2018年9月14日(金)

<熊谷6人殺害>妻子を殺害された男性、県を提訴 「県警は危険認識するも注意喚起を怠った」6人に謝罪を

多くのパトカーが集まり騒然とする事件現場=2015年9月16日午後6時半ごろ、熊谷市石原

 熊谷市で2015年9月、小学生姉妹を含む男女6人が殺害された事件で、県警が不審者の逃走などを周辺住民に知らせることを怠ったために、被害を防ぐ手段を取れず妻と娘2人を殺害されたとして、遺族の男性(45)が14日、県を相手取り約6400万円の支払いを求めて国家賠償請求訴訟をさいたま地裁に起こした。男性は同日、さいたま市内で記者会見し、「県警が情報提供してくれれば助かったのではないか。亡くなった6人に謝罪して欲しい」と話した。

 訴状などによると、県警が同年9月14日に起きた殺人事件の参考人として、熊谷署から逃走中だった男を15日未明に全国に手配したことから、原告側は「男の犯行の可能性が高いと判断し、さらに事件が生じる危険を認識していた」と主張。殺人事件の発生や、男が逃走していることなどを14〜15日にかけて住民に知らせ、注意喚起しなかったのは、警察権の不行使で違法としている。
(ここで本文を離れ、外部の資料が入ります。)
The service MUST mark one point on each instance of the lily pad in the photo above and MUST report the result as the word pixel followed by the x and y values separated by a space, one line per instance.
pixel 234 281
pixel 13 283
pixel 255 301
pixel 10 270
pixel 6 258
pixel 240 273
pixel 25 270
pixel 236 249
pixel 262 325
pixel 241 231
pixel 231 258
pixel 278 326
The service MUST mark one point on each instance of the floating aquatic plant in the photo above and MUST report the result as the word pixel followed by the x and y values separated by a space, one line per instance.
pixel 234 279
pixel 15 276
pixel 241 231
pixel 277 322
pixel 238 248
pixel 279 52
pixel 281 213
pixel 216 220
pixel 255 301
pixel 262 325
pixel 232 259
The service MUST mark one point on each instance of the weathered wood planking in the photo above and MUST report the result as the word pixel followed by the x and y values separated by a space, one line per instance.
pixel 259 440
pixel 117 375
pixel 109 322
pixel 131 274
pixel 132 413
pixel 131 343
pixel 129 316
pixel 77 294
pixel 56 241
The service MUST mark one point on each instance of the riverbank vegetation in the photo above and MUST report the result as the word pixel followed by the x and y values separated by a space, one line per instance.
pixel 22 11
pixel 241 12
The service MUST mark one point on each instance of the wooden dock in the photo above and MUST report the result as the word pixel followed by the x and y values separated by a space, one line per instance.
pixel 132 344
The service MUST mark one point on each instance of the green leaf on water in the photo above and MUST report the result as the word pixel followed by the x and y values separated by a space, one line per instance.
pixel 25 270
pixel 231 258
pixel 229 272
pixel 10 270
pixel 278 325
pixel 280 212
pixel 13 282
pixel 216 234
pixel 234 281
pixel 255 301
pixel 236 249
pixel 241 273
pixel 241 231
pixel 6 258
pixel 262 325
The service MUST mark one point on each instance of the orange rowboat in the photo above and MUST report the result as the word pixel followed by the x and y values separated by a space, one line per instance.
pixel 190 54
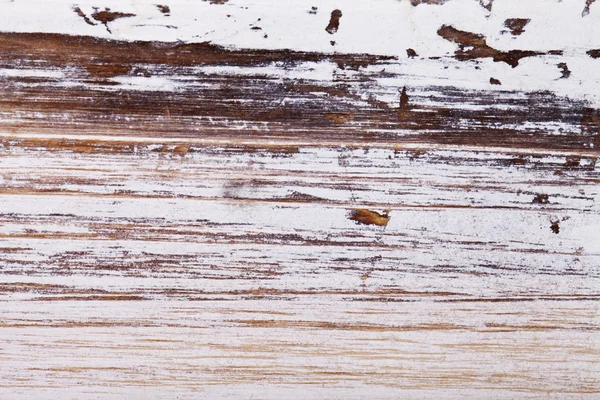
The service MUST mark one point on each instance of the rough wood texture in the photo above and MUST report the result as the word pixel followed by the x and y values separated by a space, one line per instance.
pixel 270 199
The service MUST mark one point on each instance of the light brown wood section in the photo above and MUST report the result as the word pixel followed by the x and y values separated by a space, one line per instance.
pixel 185 221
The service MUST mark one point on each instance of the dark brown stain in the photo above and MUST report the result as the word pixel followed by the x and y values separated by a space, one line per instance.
pixel 166 10
pixel 417 2
pixel 403 99
pixel 334 22
pixel 411 53
pixel 79 12
pixel 564 70
pixel 368 217
pixel 106 16
pixel 594 53
pixel 473 46
pixel 107 70
pixel 586 9
pixel 516 25
pixel 541 199
pixel 554 226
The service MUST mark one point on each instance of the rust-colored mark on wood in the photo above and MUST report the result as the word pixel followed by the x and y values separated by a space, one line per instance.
pixel 564 69
pixel 104 17
pixel 555 227
pixel 79 12
pixel 472 46
pixel 594 53
pixel 541 198
pixel 516 25
pixel 486 4
pixel 368 217
pixel 586 9
pixel 166 10
pixel 334 22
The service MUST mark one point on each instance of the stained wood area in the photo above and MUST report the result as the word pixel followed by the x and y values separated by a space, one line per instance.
pixel 237 216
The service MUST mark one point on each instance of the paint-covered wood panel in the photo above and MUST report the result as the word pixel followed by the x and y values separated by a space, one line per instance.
pixel 227 199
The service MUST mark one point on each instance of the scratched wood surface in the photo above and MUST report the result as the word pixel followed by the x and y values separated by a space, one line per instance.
pixel 294 199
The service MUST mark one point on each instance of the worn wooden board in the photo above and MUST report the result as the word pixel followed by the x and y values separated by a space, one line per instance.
pixel 294 199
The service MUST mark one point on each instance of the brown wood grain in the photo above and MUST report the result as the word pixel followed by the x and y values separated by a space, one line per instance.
pixel 187 220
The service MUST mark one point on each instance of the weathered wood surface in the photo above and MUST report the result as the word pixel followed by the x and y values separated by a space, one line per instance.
pixel 227 199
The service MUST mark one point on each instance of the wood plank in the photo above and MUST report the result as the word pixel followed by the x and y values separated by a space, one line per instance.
pixel 230 199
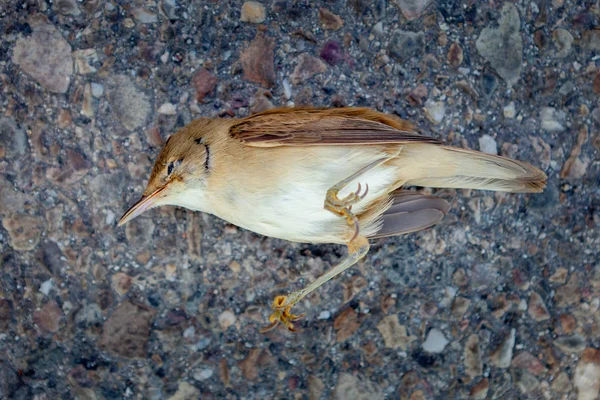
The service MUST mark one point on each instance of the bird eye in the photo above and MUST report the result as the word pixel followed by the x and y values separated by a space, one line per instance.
pixel 172 165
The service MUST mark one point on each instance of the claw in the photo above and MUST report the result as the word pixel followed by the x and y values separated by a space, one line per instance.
pixel 281 314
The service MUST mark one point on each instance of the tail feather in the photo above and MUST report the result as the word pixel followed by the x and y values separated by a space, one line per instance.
pixel 451 167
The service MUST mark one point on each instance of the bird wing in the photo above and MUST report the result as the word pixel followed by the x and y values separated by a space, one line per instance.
pixel 318 127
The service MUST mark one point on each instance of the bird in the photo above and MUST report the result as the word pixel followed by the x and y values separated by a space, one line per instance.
pixel 320 175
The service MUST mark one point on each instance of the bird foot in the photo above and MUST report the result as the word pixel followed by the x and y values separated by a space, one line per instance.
pixel 282 315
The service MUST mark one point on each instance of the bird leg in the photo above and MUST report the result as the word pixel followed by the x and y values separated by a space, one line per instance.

 事件は13日、熊谷市内で住居侵入事案を起こして任意同行されたペルー国籍のナカダ・ルデナ・バイロン・ジョナタン被告(33)=強盗殺人罪などで死刑判決、東京高裁に控訴=が熊谷署から逃走。翌14日、市内で夫婦が殺害される事件が発生。16日には男性の妻加藤美和子さん(41)と長女美咲さん(10)、次女春花さん(7)=年齢はいずれも当時=も殺害された。

 県警は「訴状を受け取っていないのでコメントは差し控える」としている。